Già in precedenza la Cassazione, con la sentenza 2 agosto 2006, n. 17564 della Sezione I, aveva chiarito che la violazione del diritto del lavoratore all'esecuzione della propria prestazione è fonte di responsabilità risarcitoria per il datore di lavoro, giudicando un caso, vieppiù significativo in chiave mobbing, di lavoratore lasciato in condizioni di forzata inattività e privo di compiti, ancorché senza conseguenze sulla retribuzione. Responsabilità che, derivando dall'indampimento di un'obbligazione, resta pienamente soggetta alle regole generali in materia di responsabilità contrattuale, sicché, se essa prescinde da uno specifico intento di declassare o svilire il lavoratore a mezzo della privazione dei suoi compiti, la responsabilità stessa deve essere nondimeno esclusa - oltre che nei casi in cui possa ravvisarsi una causa giustificativa del comportamento del datore di lavoro connessa all'esercizio di poteri imprenditoriali, garantiti dall'art. 41 Cost., ovvero di poteri disciplinari - anche quando l'inadempimento della prestazione derivi comunque da causa non imputabile all'obbligato, fermo restando che, ai sensi dell'art. 1218 C.C., l'onere della prova della sussistenza delle ipotesi ora indicate grava sul datore di lavoro, in quanto avente, per questo verso, la veste di debitore (5).

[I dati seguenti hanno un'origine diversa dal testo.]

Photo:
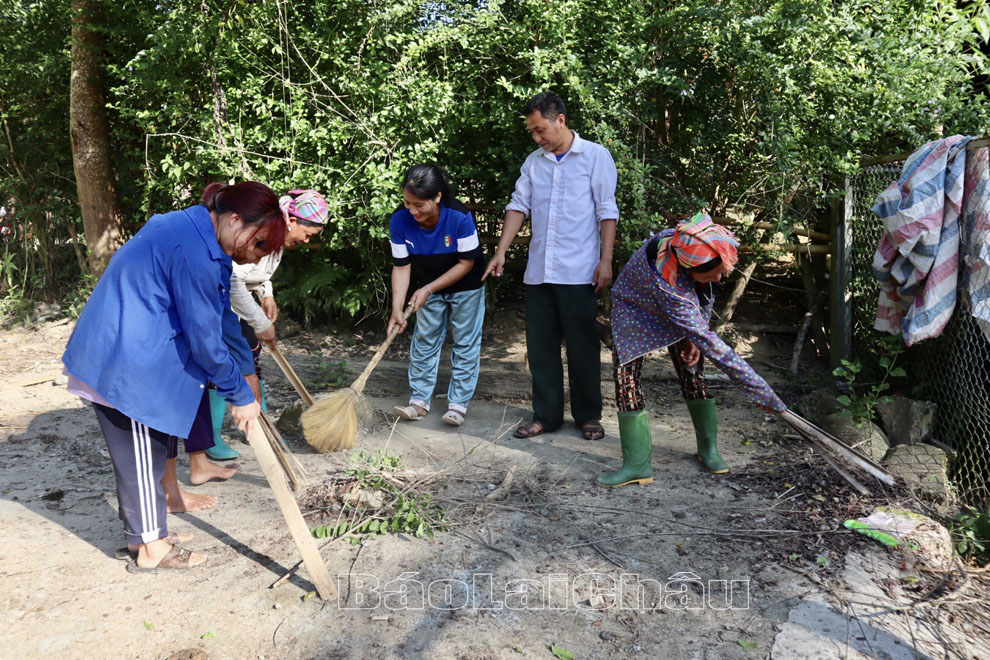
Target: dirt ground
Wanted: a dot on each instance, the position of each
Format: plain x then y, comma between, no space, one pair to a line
556,563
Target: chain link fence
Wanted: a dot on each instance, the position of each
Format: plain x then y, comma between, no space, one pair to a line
953,369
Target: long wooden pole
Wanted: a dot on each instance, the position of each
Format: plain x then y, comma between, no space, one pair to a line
318,572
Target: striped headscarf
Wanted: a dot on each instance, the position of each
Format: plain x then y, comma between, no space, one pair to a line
306,205
696,241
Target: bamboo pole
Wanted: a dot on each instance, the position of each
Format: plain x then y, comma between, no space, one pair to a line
318,572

Va in definitiva ampliandosi l'ambito di derogabilità dell'art. 2103 C.C. attraverso patti in deroga, espressio per facta concludentia, con crescente flessibilità nell'applicazione della regola dell'equivalenza allo jus variandi che, fermo il consenso del lavoratore, trova limite inderogabile nel mero interesse dell'impresa.
NOTE
(1) Il testo vigente dell'art. 2103 del Codice Civile, rubricato "Mansioni del lavoratore", è stato introdotto dall'art. 13 della legge 20 maggio 1970, n. 300, lo Statuto dei lavoratori. La norma precedente disegnava uno ius variandi, ossiail diritto di modificare le mansioni del lavoratore, come potere unilaterale del datore di lavoro, che trovava limite solo nella retribuzione. In pratica, al lavoratore potevano essere richieste mansioni diverse da quelle per le quali era stato assunto, purché ciò non comportasse una riduzione della sua paga.
In virtù del novellato art. 2103, ogni modifica in peius delle mansioni del lavoratore è divenuta illegittima, anche se a retribuzione invariata. Sin da allora, quindi, il legislatore si è mostrato consapevole che non può essere il livello retributivo il presidio della dignità del lavoratore.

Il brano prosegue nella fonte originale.